Boost logo

Boost :

Subject: Re: [boost] Integer sorting
From: Steven Ross (spreadsort_at_[hidden])
Date: 2019-01-21 14:47:34


Fenil,

Based on the description, this looks like spreadsort without the worst case
analysis, and with a new swapping optimization (I know there is room for
improvement in the swapping). I expect this algorithm will perform
significantly worse than std::sort (or pdqsort) in the worst-case
situations, without applying similar worst-case analysis. spreadsort is
comparable to std::sort in the worst case distribution for spreadsort
because of careful analysis and threshold optimization.
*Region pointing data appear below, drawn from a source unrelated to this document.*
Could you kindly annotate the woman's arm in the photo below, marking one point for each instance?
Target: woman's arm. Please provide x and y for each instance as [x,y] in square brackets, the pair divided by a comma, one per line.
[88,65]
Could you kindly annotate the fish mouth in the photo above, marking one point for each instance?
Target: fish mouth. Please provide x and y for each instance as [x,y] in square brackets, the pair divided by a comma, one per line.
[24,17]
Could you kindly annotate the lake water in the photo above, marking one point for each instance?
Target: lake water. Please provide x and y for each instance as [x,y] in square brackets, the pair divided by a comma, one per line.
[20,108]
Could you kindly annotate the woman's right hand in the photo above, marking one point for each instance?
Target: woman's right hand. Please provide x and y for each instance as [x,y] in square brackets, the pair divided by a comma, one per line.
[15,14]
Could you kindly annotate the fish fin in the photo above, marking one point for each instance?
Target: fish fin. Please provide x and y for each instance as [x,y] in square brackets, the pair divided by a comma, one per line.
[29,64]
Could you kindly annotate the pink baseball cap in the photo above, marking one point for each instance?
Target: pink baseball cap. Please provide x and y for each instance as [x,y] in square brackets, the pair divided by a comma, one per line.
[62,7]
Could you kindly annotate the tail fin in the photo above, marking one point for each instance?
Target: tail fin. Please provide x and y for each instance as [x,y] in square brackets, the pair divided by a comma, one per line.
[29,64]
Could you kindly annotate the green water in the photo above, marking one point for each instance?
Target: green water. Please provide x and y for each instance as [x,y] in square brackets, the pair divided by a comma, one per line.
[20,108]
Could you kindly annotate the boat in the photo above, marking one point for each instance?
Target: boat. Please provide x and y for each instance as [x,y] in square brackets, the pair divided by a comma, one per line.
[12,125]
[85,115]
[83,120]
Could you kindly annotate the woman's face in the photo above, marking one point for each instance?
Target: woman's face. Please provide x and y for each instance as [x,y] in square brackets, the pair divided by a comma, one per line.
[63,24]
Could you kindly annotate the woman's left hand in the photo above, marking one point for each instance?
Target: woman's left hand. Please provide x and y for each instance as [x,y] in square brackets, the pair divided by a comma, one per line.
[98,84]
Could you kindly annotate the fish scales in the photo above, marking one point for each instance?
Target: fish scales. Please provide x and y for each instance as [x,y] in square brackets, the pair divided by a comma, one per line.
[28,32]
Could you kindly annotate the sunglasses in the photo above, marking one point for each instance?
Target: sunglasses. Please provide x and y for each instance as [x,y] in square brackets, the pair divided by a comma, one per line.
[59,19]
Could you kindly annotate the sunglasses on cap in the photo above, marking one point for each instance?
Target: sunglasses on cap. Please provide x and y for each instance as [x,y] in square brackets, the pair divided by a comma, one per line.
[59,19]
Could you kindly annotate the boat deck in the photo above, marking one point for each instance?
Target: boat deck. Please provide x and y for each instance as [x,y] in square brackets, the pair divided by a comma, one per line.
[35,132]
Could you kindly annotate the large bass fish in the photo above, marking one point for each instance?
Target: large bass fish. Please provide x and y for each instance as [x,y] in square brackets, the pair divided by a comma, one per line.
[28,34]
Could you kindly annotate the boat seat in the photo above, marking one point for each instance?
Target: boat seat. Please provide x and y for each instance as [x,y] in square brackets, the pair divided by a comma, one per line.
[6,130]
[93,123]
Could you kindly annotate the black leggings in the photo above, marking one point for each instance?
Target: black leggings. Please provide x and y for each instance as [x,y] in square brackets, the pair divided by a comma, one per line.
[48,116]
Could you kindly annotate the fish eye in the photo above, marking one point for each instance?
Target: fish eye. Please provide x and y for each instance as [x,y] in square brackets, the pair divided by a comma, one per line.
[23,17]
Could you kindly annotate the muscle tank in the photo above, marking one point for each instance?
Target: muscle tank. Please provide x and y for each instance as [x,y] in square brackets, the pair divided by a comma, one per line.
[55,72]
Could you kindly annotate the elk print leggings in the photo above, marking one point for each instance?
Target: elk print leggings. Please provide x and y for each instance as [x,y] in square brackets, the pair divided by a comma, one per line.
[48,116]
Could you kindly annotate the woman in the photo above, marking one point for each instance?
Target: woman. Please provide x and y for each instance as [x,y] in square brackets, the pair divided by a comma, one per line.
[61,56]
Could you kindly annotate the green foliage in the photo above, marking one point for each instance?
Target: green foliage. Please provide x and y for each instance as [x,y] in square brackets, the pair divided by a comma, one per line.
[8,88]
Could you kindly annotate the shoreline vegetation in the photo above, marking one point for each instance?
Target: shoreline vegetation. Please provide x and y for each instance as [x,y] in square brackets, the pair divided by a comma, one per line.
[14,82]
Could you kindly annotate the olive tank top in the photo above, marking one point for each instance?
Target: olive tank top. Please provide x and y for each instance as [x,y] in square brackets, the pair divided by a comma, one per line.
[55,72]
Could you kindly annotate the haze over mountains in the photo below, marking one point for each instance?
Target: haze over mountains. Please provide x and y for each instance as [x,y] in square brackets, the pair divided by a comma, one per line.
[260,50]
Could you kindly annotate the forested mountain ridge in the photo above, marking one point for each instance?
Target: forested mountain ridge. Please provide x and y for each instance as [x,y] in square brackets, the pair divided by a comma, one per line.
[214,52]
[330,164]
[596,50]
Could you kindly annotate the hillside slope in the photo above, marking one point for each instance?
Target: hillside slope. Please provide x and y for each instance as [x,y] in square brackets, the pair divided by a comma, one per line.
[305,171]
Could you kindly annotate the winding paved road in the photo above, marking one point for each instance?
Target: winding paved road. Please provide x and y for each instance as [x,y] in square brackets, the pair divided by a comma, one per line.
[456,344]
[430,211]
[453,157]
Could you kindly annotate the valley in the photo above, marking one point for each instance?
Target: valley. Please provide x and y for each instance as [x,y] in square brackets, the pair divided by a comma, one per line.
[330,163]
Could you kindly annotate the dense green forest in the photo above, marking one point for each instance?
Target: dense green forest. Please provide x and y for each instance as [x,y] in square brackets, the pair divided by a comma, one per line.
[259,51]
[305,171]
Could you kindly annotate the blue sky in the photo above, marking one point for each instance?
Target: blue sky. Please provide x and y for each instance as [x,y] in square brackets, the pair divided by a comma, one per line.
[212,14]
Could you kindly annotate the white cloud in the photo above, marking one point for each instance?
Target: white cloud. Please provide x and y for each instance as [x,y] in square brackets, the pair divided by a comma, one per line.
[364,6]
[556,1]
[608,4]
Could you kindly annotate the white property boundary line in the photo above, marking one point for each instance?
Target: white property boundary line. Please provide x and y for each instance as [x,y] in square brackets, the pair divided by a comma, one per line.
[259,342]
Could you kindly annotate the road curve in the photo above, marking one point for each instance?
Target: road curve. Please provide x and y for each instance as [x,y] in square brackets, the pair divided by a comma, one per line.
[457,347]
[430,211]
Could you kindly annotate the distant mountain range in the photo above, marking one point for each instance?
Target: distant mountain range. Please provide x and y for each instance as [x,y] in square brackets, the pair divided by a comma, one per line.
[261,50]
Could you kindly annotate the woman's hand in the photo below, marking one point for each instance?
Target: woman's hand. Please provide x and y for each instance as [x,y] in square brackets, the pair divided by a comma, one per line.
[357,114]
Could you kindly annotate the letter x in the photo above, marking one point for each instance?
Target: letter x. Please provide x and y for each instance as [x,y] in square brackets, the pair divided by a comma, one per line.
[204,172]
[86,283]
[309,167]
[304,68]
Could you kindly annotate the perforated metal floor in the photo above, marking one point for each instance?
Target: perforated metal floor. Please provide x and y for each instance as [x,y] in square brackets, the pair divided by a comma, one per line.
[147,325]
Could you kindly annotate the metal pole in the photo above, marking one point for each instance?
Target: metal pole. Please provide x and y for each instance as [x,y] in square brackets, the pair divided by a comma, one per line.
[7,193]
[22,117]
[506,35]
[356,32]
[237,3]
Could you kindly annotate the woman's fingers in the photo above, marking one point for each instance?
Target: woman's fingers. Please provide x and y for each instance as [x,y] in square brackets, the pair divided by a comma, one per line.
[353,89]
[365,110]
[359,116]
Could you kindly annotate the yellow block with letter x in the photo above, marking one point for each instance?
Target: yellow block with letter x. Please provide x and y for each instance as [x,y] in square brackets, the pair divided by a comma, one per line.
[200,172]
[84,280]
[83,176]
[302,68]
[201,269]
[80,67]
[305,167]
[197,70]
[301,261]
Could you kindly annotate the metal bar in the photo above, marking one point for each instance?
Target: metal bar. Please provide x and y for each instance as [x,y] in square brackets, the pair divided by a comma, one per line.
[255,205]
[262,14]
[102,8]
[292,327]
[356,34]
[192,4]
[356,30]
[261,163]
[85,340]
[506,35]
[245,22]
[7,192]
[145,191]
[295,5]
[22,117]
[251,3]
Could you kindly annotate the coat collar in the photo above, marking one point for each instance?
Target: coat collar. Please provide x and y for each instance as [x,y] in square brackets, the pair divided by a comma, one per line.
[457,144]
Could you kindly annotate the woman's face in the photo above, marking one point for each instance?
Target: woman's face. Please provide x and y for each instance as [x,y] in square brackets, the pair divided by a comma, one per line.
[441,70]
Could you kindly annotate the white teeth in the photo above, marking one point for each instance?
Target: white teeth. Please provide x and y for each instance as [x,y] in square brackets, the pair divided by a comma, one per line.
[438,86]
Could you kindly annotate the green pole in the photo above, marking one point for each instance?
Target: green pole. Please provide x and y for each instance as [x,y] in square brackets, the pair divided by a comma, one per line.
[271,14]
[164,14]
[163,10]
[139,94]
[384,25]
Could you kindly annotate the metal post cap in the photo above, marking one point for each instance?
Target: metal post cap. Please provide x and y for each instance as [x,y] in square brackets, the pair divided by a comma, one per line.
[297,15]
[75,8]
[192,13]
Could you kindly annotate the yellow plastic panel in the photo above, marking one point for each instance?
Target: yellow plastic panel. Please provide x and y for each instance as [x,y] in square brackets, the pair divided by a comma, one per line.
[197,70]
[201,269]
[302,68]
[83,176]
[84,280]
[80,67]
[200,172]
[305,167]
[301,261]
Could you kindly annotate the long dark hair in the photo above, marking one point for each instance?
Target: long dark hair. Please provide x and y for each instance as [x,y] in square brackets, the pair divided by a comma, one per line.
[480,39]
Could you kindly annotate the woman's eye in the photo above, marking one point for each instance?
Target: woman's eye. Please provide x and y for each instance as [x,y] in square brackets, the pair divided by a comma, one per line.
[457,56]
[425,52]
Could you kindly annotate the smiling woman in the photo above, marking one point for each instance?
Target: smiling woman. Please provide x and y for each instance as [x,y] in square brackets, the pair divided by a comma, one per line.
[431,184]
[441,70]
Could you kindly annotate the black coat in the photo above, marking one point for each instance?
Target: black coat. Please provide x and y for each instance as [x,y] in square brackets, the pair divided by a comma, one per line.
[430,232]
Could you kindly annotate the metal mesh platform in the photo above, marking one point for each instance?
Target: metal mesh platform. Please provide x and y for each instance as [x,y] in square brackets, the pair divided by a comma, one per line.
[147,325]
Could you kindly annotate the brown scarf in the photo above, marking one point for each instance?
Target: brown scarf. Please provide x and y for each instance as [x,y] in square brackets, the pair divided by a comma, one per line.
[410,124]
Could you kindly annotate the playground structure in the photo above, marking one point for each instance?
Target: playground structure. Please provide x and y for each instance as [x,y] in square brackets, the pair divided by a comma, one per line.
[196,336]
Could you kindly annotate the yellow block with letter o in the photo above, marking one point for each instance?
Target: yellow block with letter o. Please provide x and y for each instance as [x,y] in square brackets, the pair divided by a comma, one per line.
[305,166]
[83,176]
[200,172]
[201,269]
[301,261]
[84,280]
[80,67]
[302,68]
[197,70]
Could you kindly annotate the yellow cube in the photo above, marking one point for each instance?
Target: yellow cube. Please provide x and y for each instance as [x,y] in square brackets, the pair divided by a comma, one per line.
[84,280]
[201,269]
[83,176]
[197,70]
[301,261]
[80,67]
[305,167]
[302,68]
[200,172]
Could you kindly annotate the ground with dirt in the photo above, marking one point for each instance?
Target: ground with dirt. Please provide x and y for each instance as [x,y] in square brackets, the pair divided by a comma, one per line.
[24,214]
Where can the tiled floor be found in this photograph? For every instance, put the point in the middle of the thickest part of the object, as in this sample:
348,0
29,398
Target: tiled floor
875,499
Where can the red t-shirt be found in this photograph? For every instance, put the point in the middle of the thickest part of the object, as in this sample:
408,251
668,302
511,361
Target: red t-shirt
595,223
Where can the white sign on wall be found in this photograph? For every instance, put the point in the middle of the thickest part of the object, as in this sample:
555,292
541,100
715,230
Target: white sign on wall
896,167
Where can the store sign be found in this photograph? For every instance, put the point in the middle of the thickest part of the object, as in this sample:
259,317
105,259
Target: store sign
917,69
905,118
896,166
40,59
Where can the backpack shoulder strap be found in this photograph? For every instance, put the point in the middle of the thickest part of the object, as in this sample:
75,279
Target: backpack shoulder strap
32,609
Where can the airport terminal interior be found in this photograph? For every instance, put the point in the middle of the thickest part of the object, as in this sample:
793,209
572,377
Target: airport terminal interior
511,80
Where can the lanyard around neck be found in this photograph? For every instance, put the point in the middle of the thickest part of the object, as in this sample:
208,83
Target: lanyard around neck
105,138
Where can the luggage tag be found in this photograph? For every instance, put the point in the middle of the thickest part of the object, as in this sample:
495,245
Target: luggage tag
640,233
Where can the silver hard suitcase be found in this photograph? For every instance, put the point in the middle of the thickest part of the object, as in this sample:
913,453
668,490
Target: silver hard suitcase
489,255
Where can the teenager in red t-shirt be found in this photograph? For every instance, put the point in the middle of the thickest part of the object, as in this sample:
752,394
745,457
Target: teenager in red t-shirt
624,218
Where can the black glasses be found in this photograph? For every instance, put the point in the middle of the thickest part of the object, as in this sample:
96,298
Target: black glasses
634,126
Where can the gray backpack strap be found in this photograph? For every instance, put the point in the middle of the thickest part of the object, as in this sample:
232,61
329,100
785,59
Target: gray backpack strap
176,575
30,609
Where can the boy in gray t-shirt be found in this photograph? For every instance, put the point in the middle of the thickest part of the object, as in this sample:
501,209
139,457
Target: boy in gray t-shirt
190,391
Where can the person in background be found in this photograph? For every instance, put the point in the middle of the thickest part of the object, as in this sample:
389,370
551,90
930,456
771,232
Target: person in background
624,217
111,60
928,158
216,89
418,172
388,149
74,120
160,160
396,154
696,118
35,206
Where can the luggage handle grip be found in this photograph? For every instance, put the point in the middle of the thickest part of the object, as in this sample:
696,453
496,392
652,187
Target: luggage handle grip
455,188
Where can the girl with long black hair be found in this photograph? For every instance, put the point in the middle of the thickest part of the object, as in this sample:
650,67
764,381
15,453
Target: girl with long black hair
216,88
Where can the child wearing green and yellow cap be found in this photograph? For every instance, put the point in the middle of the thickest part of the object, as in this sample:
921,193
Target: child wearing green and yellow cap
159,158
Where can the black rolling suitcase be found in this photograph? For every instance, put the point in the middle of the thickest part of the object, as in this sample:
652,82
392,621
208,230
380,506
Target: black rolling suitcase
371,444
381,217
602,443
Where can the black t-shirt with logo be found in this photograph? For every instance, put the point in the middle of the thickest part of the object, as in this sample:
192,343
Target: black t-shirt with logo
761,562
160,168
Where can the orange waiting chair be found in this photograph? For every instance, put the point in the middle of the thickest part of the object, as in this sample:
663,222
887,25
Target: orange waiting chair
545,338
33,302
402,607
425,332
If you tweaked the
spreadsort constants
<https://github.com/boostorg/sort/blob/master/include/boost/sort/spreadsort/detail/constants.hpp>
I
think you should be able to get comparable performance to your algorithm,
minus the impact of your swapping optimization.
How does your swapping optimization perform on mostly-sorted data?
spreadsort does well in this common case relative to std::sort, which is
somewhat tricky with in-place radix sorting.
You should try seeing how your algorithm performs on the distributions in
https://github.com/boostorg/sort/blob/master/example/alrbreaker.cpp and
https://github.com/boostorg/sort/blob/master/example/binaryalrbreaker.cpp,
tweaking those to hit your worst case.
What's the memory overhead?
What's the threshold size at which it starts becoming faster than std::sort
and pdqsort? comparison-based sorting is surprisingly fast on small lists
of integers that fit on L1 cache.
How well does it handle common prefixes in string sorting? string_sort is
optimized to handle that case extremely quickly. It's a serious
performance issue if you don't optimize for it.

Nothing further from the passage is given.